January 26, 2017 by Jeff Lowen
Arguments are stressful and happen occasionally, don’t they? Learning conflict resolution strategies is important to turning verbal conflict into productive communication.
In theory, every single argument in life can be completely avoided. You don’t need to get sucked in. You don’t need to prove anything to anyone. In fact, you’d be better of not trying to win most arguments.
If I’d lived my life according to this theory, I’d consider myself something special. But, I’ve been sucked into so many, it was refreshing to learn that it takes more than one person to have one!
I ‘ve had some wonderful successes avoiding arguments and resolving interpersonal issues. It is definitely worth it! And here are some quick tips to put more argument avoidance successes under your own belt. First of all, you have to want to avoid them, and secondly, understand that a discussion can be much more productive without an argument.

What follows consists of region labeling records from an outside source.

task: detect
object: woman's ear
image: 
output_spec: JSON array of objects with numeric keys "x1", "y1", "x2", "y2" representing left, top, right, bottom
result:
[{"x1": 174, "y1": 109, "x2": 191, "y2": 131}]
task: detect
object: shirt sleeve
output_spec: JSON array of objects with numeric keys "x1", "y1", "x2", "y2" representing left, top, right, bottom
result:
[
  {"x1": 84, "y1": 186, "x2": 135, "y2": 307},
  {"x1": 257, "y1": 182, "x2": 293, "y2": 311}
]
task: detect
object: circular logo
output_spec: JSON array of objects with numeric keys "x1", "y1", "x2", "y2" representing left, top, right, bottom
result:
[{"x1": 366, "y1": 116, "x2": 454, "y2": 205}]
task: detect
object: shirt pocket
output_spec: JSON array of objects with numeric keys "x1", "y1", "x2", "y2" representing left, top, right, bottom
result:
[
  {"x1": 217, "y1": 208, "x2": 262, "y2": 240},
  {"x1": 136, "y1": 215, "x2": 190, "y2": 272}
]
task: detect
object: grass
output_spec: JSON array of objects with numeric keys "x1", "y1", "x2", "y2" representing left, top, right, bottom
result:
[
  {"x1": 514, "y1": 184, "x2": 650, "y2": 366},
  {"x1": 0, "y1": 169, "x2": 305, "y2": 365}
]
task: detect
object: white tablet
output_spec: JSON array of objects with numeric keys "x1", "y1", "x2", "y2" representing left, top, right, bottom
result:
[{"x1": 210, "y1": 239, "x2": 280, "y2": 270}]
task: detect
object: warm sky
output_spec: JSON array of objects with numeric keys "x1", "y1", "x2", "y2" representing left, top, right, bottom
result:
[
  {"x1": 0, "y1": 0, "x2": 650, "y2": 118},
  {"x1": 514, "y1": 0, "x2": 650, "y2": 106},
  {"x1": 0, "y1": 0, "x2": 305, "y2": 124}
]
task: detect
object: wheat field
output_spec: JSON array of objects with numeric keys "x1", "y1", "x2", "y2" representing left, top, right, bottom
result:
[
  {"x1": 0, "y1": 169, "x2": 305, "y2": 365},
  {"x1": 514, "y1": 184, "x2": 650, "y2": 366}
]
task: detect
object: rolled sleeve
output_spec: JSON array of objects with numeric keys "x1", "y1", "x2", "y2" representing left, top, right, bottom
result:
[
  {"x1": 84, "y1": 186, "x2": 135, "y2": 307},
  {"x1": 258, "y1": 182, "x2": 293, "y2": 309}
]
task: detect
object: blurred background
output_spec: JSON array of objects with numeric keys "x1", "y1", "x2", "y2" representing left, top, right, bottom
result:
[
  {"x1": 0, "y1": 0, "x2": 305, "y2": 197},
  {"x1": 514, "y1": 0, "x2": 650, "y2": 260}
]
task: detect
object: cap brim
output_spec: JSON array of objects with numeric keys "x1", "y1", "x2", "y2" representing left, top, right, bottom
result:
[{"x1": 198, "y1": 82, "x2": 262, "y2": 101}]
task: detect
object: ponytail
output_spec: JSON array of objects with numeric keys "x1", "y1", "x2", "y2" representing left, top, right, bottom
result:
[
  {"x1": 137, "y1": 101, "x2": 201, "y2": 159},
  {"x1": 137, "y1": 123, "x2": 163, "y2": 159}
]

Make conflict resolution strategies your conscious goal
The number one reason why people get drawn into arguments is that we do not have any other intention. Without the intention to resolve problems peaceably, you’re in self-sabotage territory. Proving your point at the expense of another isn’t productive at all.
“If your goal is to be ‘right,’ then welcome to isolation…”
As you may or may not know, self-sabotage is part of human nature. It’s something that we often naturally seek if we don’t consciously intend otherwise.
So there you are minding your own business. Your husband, wife, partner, child, friend, neighbor or associate suddenly shows up. They don’t have good news. They have news that reflects poorly on you and gets your blood pressure to rise.
You feel the heat. You feel your defenses rising. And you go off. Quickly, you’re embroiled in an argument that won’t end well. In fact, your argument probably proves their case against you. Did you realize that?
Start with an intention – even a goal – to settle every conflict peacefully from this point forward. You can do it. Stay calm. Let people have their say. Correct misconceptions. Allow people to hear a cool, calm and mature version of yourself. By the way, composure is sexy.
There are two basic principles when in a conflict:
1. Seek information when you perceive attack. Coming from a place of curiosity and openness until the “attacker” begins to feel like you really want to know what is going on for him or her, is the best way to diffuse things before they get started. Most attackers will quickly calm down the instant they begin to feel understood. Didn’t Stephen Covey say, “Seek first to understand, THEN to be understood?” It is tempting to either go on the defensive and attack right back or abandon the conversation when we perceive that we are being attacked. This will not address the underlying need of the attacker, which is to feel understood. Hence, giving someone the ‘silent treatment’ only perpetuates the problem.
2. Give information when you perceive abandonment. This will allow the one who is abandoning to feel like you care, that you are invested in the relationship. And, if you weren’t invested in the relationship, you wouldn’t be there. It is tempting upon noticing that the other is not talking to us, to simply ask more questions…to seek more information, as if we can pry out of them what they are not willing to communicate. This rarely works because the abandoner has already decided to withhold information from us. Giving information about ourselves that shows we are invested in the relationship genuinely addresses the underlying need for the abandoner to feel our care or interest.
It is often hard to keep going towards your goal of avoiding conflict and turning it into productive communication, especially when you are feeling attacked or have something to prove. However, if you can keep the goal of solving problems you can successfully get through the tough moments.